In fact, the feds didn’t wait 10 years, but just three years to declare the land surplus.
Yet, while the business community seemed to have an inkling that the fate of the land wasn’t altogether straightforward and warning signs of a first nations challenge were vividly flashing, Ottawa still went ahead and announced the sale of the barracks — not the land on which military homes sit — to Canada Lands Company, a Crown corporation set up to either manage or redevelop federal land declared surplus, for $8.6 million in 2007. Not unexpectedly, Brokenhead — joined by six other Treaty 1 first nations — went to court to stop the sale.
Under the terms of their Treaty Land Entitlements, the first nations have continually argued each court case that they have “first right” to any surplus federal land in order to settle outstanding land claims not fulfilled by 1871’s Treaty 1.

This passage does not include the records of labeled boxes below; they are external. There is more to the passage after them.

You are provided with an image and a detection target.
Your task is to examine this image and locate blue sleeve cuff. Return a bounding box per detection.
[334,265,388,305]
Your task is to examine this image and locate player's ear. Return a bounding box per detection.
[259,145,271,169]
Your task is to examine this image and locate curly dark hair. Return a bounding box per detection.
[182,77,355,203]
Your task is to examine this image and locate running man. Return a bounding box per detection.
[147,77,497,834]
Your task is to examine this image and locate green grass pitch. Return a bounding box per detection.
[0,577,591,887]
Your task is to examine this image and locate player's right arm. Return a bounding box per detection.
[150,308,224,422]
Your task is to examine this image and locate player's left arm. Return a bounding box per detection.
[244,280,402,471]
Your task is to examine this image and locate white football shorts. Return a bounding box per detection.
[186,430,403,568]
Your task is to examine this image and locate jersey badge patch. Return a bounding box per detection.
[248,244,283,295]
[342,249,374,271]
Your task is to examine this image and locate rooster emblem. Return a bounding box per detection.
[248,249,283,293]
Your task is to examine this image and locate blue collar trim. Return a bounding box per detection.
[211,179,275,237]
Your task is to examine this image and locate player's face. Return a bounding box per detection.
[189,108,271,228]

In 2009, a Federal Court judge agreed and ordered a freeze on the land sale until the seven bands were consulted. That decision was appealed by the federal government, resulting in a 2011 reversal of the decision. Last December, another federal judge ordered that the first decision be upheld and the federal government begin consultations with the bands. (The Conservative government maintains that it has consulted with the bands.) The federal government’s appeal alleges Justice Robert T. Hughes acted beyond his jurisdiction and should not have ruled the sale of the land to Canada Lands Company be frozen.
Meanwhile, the Free Press was allegedly told by “a highly-placed Conservative government source” in December that Ottawa was prepared to sell the land to the first nations, provided it wasn’t turned into an urban reserve.

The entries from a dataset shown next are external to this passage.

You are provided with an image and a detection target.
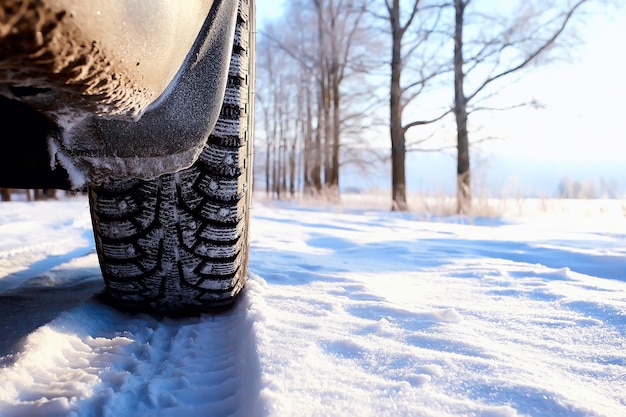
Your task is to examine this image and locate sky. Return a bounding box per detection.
[257,0,626,162]
[0,195,626,417]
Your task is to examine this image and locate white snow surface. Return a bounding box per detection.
[0,196,626,417]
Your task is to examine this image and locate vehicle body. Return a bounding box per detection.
[0,0,254,311]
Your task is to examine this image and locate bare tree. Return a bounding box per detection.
[453,0,588,213]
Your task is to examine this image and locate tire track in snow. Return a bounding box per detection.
[0,288,262,417]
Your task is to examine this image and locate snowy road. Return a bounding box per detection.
[0,197,626,417]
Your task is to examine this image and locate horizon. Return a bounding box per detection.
[257,0,626,194]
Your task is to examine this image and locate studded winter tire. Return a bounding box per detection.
[89,0,254,314]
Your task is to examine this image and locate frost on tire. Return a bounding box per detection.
[89,0,254,313]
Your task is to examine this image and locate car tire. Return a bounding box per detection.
[89,0,254,314]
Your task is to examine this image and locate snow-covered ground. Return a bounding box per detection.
[0,197,626,417]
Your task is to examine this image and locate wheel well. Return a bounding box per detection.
[0,95,70,189]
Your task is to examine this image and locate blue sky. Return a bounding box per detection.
[257,0,626,160]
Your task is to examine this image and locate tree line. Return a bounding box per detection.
[256,0,600,214]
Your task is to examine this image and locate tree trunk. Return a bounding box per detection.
[389,0,409,211]
[454,0,472,214]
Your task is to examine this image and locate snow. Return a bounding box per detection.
[0,196,626,417]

But that was always the objective of the bands. In 2002, Olson told the Real Estate News that the band would approach Indian Affairs to have the barracks land turned into an urban reserve. Since urban reserves are no-tax zones, he said, a deal would be struck with the city to provide services.
In other urban reserves in Saskatchewan, an annual fee is the norm to cover municipal services and the loss of tax revenues. But urban reserves must comply with provincial laws and municipal bylaws.

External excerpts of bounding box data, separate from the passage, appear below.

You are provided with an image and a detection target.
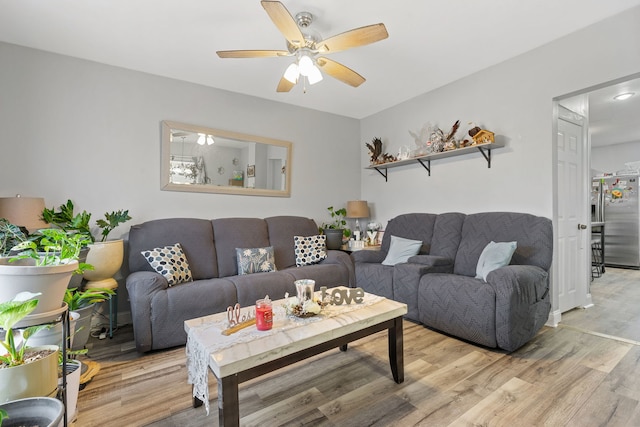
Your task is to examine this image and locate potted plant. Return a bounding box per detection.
[0,228,91,315]
[64,288,115,350]
[0,218,27,257]
[0,292,59,403]
[320,206,351,249]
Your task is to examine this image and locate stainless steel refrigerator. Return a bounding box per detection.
[591,174,640,268]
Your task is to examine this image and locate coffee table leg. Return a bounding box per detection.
[389,317,404,384]
[191,386,202,408]
[217,375,240,427]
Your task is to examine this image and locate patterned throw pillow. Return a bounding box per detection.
[140,243,193,286]
[236,246,276,274]
[293,234,327,267]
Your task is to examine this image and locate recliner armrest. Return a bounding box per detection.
[126,271,169,352]
[320,249,356,287]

What Canada Lands Company intends to do with the land should the federal government win its appeal remains a matter of speculation. But in other instances, the Crown corporation has turned abandoned bases into residential housing projects with limited commercial development. When it acquired CFB Calgary, Canada Lands converted it into a development called Garrison Woods, which incorporated the principle of “New Urbanism” — narrow streets, broad sidewalks, original streetscaping and readily accessible transit.
At the time, Ken Toews of Canada lands said it was “a one-of-a-kind urban village in the middle of the big city,” and that it was “an integrated community where people can live, work, play and be educated.”
But that’s Ottawa’s vision. It is probable that the first nations will win the last battle for the Kapyong Barracks, and they may come up with some version of their own Garrison Woods.
In the end, Olson was right in 2002 when he predicted it would eventually take years for a resolution to be reached. In the meantime, an extremely valuable piece of Winnipeg real estate sits idle and isn’t benefiting anyone.